Cardiff City manager Neil Warnock has described the week since striker Emiliano Sala went missing as ‘by far the most difficult’ of his career.
BBC Sport write that Warnock also revealed he and several members of the playing squad have sought mental health support since the incident occurred.
Sala was flying from Nantes to Cardiff last Monday evening after the Bluebirds completed a club record £15m deal for the striker when the plane he was on board disappeared near Guernsey.
After three days of looking, rescue teams found no trace of the aircraft, Sala or pilot David Ibbotson and called off the search.
However, after receiving notable donations from all over the world, the Argentine’s family have now started a private search in the hope of better luck.

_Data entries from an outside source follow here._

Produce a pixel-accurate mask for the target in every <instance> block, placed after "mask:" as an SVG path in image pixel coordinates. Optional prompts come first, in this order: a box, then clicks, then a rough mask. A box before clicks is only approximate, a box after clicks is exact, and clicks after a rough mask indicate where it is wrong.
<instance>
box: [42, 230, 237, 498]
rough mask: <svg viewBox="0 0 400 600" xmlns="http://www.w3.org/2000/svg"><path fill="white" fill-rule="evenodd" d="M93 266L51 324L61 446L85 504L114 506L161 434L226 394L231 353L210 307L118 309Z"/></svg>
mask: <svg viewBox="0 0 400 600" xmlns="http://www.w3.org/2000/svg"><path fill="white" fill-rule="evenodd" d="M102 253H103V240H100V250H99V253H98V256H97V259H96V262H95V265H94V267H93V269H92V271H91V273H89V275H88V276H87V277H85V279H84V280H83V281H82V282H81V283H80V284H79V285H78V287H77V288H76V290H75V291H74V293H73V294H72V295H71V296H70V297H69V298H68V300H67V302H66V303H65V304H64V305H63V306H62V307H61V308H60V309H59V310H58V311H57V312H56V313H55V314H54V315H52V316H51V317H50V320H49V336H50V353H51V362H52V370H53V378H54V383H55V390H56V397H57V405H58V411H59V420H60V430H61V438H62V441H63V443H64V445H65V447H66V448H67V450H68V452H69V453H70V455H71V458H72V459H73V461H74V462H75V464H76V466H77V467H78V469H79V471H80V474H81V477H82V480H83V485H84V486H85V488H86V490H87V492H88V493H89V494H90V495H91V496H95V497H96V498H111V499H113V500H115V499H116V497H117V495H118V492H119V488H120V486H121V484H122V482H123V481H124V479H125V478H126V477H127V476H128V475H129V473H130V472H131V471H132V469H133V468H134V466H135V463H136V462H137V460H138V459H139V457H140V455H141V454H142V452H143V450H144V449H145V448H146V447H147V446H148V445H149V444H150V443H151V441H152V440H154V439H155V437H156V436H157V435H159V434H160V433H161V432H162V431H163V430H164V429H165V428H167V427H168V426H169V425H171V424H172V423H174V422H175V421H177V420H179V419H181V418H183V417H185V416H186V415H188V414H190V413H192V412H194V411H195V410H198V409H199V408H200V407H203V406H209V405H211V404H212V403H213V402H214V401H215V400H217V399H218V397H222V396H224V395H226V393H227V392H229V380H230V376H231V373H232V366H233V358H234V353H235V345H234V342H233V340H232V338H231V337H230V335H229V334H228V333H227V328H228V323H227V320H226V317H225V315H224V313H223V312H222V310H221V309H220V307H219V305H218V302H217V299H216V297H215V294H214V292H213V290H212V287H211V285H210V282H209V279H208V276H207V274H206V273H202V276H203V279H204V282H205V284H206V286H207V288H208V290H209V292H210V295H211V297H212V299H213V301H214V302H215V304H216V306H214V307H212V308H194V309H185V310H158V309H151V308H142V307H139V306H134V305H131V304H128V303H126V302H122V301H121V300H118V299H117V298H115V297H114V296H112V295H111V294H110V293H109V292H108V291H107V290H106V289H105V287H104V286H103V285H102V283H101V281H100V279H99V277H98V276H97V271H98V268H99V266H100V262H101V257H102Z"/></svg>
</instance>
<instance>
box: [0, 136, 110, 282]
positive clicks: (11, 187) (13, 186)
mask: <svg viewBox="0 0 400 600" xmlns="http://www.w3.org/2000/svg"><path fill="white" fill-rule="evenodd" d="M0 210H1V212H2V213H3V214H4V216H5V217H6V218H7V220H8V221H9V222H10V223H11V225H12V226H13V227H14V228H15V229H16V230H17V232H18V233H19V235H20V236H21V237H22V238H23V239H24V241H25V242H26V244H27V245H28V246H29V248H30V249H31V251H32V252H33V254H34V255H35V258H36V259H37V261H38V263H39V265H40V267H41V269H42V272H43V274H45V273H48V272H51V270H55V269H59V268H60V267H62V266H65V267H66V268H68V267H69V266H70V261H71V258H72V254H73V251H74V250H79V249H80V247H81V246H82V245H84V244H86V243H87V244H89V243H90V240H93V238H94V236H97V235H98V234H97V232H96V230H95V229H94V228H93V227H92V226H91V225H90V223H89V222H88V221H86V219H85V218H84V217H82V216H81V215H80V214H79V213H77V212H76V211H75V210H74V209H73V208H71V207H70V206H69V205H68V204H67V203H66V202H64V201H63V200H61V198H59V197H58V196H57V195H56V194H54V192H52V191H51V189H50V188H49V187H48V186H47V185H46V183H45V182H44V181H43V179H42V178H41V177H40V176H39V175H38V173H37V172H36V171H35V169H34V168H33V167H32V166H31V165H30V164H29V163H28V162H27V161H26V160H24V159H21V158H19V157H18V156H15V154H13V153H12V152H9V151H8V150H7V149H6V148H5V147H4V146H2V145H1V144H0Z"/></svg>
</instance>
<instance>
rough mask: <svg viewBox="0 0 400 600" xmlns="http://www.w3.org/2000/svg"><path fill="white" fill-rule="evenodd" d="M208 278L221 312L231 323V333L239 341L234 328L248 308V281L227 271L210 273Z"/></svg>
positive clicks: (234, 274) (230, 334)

Warnock, who has been involved in football for over 50 years as a player and manager, revealed the effect the tragedy has had on him.
I’ve been in football management now for 40 years and it’s by far the most difficult week in my career by an absolute mile. From a personal point of view, I’ve never experienced anything like it. It’s been amazing with the knock-on with the players in training. It’s unknown territory I think. Things like this just don’t happen – or you don’t think they happen.
On whether he had considered his future as Cardiff boss, the 70-year-old added:
I think probably 24 hours a day in the last week, yeah. It would be true to say, even as I sit here now. Because there are more important things, isn’t there? It takes something like that to make you realise. But I realise I have a job to do here, and it was always a massive job. It’s doubly massive now, and that’s when you’ve got to show your leadership and show the lads you’re in charge of that we’ve got another miracle to do here.
The Bluebirds travel to North London to face Arsenal tomorrow night, and club staff and supporters will wear daffodils as a show of support for the player.